Консул оценил ход, не увидел в нем угрозы и хмуро уставился на своего слона.
– И зачем, интересно? – наконец сказал он.
Джон снова улыбнулся и указал на клетку, где должна оказаться его ладья.
– В ближайшие годы моей дочери понадобится помощь. – Он усмехнулся. – Ну, вообще-то через двести семьдесят с чем-то лет, если точнее. Шах и мат.
– Что?! – Консул воззрился на доску и вздрогнул. – Не может быть…
Джон молча ждал.
– Черт! – проговорил наконец Консул Гегемонии, опрокидывая своего короля набок. – Три тысячи чертей, гром и молния.
– Да. – Джон протянул руку. – Спасибо еще раз за приятную игру. Надеюсь, завтрашняя охота будет более удачной.
– Черт, – буркнул Консул и, не подумав, попытался пожать протянутую ладонь голограммы. И в сотый раз его пальцы прошли сквозь бестелесную плоть. – Черт, – повторил он.

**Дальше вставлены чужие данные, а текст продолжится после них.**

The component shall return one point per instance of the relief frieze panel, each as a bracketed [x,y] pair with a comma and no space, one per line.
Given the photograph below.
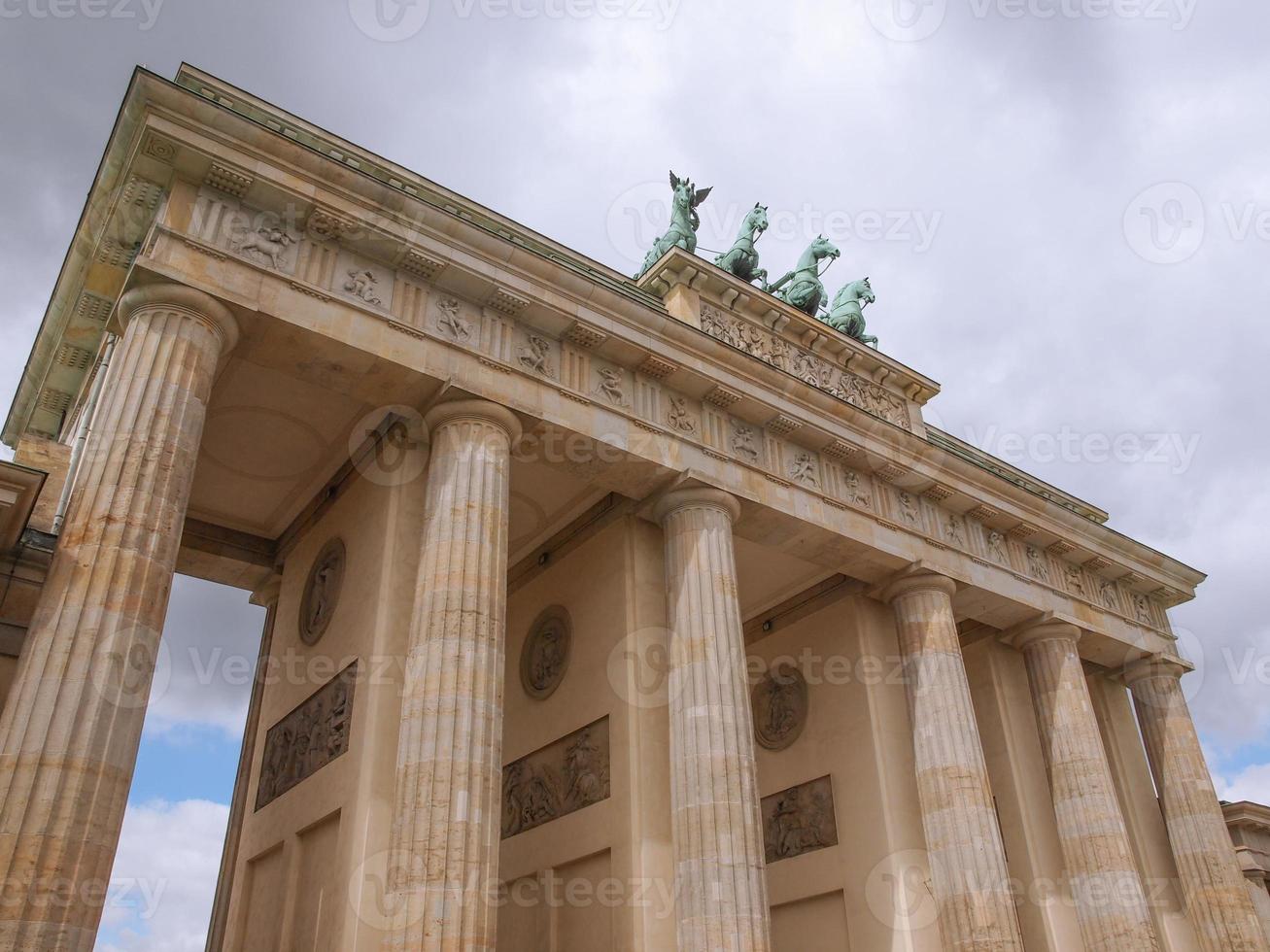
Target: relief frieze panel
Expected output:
[799,820]
[307,739]
[557,781]
[315,259]
[810,368]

В ту ночь в Шредингеровой камере я проснулся, и в мозгу звучало только одно слово: «Ребенок!»
Я знал, что Энея была замужем до того, как наши отношения перешли в настоящую любовь, я знал, что она родила ребенка, и это знание постоянно мучило меня, но до сих пор я как-то не задумывался, что ребенок живет где-то в одной вселенной со мной. Ее ребенок. У меня слезы навернулись на глаза.

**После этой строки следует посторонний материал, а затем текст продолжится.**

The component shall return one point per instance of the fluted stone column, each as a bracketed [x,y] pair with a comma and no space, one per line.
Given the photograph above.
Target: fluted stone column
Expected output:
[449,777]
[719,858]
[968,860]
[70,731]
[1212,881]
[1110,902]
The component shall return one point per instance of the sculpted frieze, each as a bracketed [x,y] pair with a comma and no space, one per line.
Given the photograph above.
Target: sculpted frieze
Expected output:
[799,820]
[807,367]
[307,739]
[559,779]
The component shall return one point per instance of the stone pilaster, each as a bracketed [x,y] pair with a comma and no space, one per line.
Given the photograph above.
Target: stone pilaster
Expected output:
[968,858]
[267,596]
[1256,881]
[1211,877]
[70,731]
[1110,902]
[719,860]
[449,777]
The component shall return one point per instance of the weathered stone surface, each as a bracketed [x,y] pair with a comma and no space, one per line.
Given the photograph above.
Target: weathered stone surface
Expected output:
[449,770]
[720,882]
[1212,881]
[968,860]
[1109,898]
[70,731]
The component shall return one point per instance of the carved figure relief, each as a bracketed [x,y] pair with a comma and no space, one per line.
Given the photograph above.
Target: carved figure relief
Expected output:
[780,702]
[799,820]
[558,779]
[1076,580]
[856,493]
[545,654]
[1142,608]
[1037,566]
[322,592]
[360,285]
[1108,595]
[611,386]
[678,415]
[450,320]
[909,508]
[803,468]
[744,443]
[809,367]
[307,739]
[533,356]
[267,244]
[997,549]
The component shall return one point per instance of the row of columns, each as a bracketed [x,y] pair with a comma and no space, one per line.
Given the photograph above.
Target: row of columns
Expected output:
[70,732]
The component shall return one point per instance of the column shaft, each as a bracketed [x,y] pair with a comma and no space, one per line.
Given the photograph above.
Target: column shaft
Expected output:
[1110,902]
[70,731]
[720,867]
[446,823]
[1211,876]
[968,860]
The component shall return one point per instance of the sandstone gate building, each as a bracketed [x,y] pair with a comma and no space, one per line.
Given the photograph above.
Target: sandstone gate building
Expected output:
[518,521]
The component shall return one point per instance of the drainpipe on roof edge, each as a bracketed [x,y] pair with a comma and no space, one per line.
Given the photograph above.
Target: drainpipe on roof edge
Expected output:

Где он? Сколько ему лет? – спрашивал я себя, сидя на койке в «кошачьем ящике» Шредингера. Энее только-только исполнилось двадцать три стандартных года, когда она погибла… вернее, была зверски убита Техно-Центром и его марионетками. Она исчезла на год, одиннадцать месяцев, неделю и шесть часов, когда ей исполнилось двадцать. Значит, ребенку уже три года… плюс время, проведенное мной в Шредингеровой камере. Сколько ж это будет? Месяцев восемь? Или десять? Не знаю, но если ребенок еще жив, ему… или ей?.. Господи, я ведь даже не спросил Энею, кто у нее родился – мальчик или девочка, а она ни разу не упоминала об этом. Я был настолько занят собственными терзаниями и уязвленным самолюбием, что даже не подумал об этом спросить. Какой же я был идиот! Значит, ребенку – сыну или дочери Энеи – сейчас около четырех стандартных лет. Он… она?.. ходит… несомненно. Говорит… ну да. Боже мой, да ведь ее дитя уже мыслящее существо – оно говорит, задает вопросы… множество вопросов, если можно судить по моему скудному опыту общения с детьми… постигает мир, учится ходить в походы, удить рыбу, любоваться природой…
Я даже не спросил у Энеи, как зовут ее ребенка. Глаза у меня горели, горло перехватывало от стыда. Впрочем, она ведь не проявляла особого желания говорить об этом периоде своей жизни, а я не расспрашивал, убеждая себя, что просто не хочу расстраивать ее и докучать вопросами, она будет чувствовать себя виноватой, а я буду чувствовать себя кровожадным чудовищем. Но Энея говорила о муже и о ребенке, не испытывая ни малейшего чувства вины. Если быть честным, то, наверное, именно поэтому меня охватило такое бешенство и такая беспомощность. Но, как ни странно, это не помешало нашей близости и нашей любви – как там было в том послании, которое я обнаружил на экране, – «Любви, о которой поэты будут слагать песни». Именно так. То, что я знал о ее муже и ребенке, ничуть не помешало нам любить друг друга так, словно мы оба никогда еще никого не любили.
А может, она действительно не любила никого, кроме меня? Я всегда объяснял ее брак порывом внезапной страсти, но теперь взглянул на это по-другому. Кто отец ребенка? В послании Энеи говорилось, что она любила меня и в прошлом, и в будущем, и в себе я открыл те же чувства – я словно любил ее всегда, любовь только таилась в глубине моего сердца и ждала своего часа. А что, если брак Энеи состоялся не по любви, не по страсти, а… по расчету? Нет, не то. По необходимости.
Ведь было же предсказано – тамплиерами, Бродягами, Церковью Последнего Искупления и другими, – что мать Энеи Ламия Брон зачнет и родит дочь, Ту-Кто-Учит – Энею. Согласно «Песням» старого поэта, в тот день, когда второй кибрид Джона Китса умер физической смертью и Ламия Брон пробилась в храм Шрайка искать убежища, жрецы Шрайка возгласили: «Благословенна будь Мать Нашего Спасения, благословенно будь Орудие нашего Искупления» – спасением же была сама Энея.